Os dados vêm do Haleon Pain Index 5, estudo global que abrange mais de 18 mil pessoas em 18 países para entender como fatores como gênero, raça e orientação sexual influenciam a forma como a dor é percebida e tratada em diferentes contextos.
Segundo o levantamento, 58% das mulheres no mundo afirmam que já tiveram sua dor não reconhecida ou levada menos a sério, em comparação com 49% dos homens. No Brasil, esse índice é ainda maior, contemplando 74% das mulheres. Isso coloca a mulher brasileira entre as mais descreditadas pela saúde junto das que vivem na Índia e na Arábia Saudita.
Além disso, a experiência feminina com a dor também costuma vir acompanhada de estigma; mais da metade das mulheres (53%) relatam já ter se sentido julgadas pela dor que apresentavam, enquanto 34% relatam solidão associada a esse tipo de experiência.
Dor menstrual é uma das menos levadas a sério

Entre fatores que ajudam a explicar esse cenário está o tabu acerca de dores tipicamente femininas, como a menstrual. Segundo o estudo, 39% das pessoas consideram essa dor como algo que preferem não falar abertamente, e 32% alegam ter medo de comentar sobre a própria dor por receio de como serão vistas.

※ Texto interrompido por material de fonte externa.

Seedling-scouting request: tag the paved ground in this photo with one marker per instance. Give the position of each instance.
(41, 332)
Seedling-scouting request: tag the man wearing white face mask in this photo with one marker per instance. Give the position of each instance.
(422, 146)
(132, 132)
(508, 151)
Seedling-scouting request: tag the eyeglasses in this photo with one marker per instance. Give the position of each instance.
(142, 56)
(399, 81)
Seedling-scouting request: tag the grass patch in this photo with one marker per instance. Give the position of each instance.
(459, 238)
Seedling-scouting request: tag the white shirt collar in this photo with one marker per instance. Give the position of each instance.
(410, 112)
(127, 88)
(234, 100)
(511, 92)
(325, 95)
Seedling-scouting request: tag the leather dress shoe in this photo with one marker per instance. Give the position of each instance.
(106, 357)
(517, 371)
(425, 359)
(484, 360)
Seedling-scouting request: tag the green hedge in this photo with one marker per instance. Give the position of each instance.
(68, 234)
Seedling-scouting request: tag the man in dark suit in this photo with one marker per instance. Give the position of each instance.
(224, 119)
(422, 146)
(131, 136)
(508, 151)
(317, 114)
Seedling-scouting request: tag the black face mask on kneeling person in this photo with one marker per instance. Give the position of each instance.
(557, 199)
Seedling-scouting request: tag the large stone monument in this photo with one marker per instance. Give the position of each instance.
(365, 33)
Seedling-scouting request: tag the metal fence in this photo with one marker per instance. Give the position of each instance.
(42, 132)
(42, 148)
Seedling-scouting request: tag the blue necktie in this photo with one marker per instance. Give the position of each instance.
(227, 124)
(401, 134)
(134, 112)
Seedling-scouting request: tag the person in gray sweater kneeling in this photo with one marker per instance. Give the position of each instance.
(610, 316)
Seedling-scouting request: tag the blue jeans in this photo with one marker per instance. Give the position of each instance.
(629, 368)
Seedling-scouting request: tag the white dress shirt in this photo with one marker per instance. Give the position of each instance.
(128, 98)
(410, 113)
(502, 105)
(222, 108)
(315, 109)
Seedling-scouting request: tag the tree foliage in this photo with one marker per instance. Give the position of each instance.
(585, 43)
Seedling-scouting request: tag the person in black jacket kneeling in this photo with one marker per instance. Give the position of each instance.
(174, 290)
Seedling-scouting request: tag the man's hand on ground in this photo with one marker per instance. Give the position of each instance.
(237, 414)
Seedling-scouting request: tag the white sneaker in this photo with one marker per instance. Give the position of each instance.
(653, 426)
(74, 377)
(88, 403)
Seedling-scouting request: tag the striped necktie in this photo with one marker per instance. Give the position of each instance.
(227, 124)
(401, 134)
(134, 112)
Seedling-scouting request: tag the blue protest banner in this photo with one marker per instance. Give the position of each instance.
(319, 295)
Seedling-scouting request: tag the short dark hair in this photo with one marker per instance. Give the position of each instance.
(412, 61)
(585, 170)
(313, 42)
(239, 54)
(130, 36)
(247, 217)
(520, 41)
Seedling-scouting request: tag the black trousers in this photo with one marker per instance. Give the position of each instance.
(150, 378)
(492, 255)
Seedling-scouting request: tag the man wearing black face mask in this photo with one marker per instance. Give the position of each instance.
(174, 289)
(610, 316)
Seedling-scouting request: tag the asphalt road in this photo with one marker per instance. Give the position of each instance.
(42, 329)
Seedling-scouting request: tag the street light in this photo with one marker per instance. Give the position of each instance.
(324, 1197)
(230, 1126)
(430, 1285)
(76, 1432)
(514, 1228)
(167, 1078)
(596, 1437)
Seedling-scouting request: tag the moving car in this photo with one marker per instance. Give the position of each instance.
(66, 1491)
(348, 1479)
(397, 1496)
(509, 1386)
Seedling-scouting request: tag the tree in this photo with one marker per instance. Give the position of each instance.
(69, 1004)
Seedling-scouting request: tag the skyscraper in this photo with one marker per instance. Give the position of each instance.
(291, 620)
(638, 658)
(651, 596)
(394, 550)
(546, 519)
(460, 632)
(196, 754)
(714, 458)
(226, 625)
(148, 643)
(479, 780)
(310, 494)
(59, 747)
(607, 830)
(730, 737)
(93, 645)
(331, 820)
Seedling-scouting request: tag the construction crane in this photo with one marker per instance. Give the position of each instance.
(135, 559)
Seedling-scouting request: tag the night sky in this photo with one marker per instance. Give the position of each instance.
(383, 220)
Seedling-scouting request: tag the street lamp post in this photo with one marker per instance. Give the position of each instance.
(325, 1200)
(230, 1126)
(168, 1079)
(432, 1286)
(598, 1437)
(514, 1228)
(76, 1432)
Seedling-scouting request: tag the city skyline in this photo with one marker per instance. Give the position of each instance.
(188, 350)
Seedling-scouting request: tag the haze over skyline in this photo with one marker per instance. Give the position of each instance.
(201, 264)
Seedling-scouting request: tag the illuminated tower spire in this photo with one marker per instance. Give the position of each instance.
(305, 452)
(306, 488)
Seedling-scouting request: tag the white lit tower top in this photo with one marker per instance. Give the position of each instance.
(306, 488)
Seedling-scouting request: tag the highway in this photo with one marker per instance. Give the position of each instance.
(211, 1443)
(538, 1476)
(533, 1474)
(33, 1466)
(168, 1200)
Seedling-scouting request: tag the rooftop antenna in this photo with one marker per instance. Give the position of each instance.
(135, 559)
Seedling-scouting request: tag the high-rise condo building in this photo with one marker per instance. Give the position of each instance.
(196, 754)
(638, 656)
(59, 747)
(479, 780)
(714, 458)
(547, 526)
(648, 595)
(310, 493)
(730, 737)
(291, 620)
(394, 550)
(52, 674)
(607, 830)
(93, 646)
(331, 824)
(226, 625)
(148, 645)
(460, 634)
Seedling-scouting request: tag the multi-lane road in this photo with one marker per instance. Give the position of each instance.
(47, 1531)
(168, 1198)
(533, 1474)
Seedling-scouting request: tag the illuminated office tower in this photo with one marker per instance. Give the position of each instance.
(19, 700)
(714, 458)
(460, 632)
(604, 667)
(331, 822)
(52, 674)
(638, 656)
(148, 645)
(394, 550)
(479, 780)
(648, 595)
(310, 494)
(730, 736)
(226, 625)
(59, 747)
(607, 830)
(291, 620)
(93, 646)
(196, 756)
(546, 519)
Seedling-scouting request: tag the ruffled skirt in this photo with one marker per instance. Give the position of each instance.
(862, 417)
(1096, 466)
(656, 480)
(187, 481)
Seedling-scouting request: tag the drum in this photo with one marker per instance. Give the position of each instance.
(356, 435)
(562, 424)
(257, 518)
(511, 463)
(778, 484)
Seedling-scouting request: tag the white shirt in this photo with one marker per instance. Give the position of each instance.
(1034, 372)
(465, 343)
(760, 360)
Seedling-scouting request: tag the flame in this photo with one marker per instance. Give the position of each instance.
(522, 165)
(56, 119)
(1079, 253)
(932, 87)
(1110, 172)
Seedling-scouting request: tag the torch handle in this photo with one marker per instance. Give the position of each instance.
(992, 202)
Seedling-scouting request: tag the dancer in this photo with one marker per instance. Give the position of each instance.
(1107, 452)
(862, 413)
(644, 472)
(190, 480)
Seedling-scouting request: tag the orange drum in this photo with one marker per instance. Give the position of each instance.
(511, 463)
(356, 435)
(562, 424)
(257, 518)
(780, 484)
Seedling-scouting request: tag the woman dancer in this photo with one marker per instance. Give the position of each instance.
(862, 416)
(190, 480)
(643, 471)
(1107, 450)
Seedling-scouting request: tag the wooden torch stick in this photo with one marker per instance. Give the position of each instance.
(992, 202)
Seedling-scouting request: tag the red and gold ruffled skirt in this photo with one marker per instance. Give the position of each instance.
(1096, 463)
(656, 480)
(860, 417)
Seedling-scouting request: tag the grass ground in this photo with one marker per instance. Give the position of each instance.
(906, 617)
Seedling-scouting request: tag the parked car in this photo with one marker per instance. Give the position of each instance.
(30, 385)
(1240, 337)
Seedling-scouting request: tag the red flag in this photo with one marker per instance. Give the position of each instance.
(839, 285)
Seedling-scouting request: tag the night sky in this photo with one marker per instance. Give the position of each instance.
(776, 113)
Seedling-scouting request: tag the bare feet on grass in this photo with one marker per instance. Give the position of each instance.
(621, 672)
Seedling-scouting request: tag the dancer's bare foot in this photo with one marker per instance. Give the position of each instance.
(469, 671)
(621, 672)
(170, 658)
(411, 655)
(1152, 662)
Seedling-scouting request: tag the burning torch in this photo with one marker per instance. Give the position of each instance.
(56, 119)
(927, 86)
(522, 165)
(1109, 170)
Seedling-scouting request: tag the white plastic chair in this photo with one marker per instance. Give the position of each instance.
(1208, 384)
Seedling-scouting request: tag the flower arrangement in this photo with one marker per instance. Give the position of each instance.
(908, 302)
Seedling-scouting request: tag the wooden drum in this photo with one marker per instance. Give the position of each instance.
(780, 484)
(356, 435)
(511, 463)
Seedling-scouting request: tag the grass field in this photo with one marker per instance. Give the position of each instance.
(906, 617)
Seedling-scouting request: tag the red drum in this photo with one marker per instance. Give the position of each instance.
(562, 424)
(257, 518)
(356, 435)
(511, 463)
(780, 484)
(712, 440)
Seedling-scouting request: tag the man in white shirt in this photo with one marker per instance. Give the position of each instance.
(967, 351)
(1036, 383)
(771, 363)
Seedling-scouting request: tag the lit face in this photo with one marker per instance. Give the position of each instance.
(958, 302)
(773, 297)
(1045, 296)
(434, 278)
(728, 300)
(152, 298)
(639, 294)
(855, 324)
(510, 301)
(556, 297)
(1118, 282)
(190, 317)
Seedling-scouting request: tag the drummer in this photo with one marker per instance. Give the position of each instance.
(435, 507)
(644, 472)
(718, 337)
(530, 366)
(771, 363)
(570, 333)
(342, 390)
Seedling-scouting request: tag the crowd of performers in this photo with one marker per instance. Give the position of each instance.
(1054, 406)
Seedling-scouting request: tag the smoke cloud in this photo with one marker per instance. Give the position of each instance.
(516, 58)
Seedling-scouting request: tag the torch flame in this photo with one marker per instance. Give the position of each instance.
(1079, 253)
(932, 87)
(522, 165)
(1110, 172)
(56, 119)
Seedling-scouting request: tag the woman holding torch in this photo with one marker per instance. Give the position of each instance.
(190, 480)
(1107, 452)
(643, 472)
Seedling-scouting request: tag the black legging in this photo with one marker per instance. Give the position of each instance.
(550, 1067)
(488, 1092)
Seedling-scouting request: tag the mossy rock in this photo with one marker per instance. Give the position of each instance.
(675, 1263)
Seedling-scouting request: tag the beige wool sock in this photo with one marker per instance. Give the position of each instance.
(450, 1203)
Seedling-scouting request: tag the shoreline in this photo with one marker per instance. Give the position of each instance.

Esse tipo de barreira pode ter consequências importantes, visto que, quando sintomas são minimizados ou não são relatados com clareza, o diagnóstico das causas pode demorar mais, bem como o acesso ao tratamento adequado.
O que pode melhorar

Além desses dados, o levantamento também elencou possíveis melhorias que tenderiam a reduzir o problema. Entre as principais sugestões estão ampliar o acesso aos cuidados, aumentar a empatia no atendimento e oferecer informações claras par que as pessoas entendam melhor seus sintomas.
Além disso, mais da metade das mulheres relatam se sentir mais compreendidas quando são atendidas por profissionais de saúde do mesmo gênero. Esses pontos reforçam a importância de não se calar diante desse tipo de conduta e deixar os sintomas claros ao buscar atendimento médico.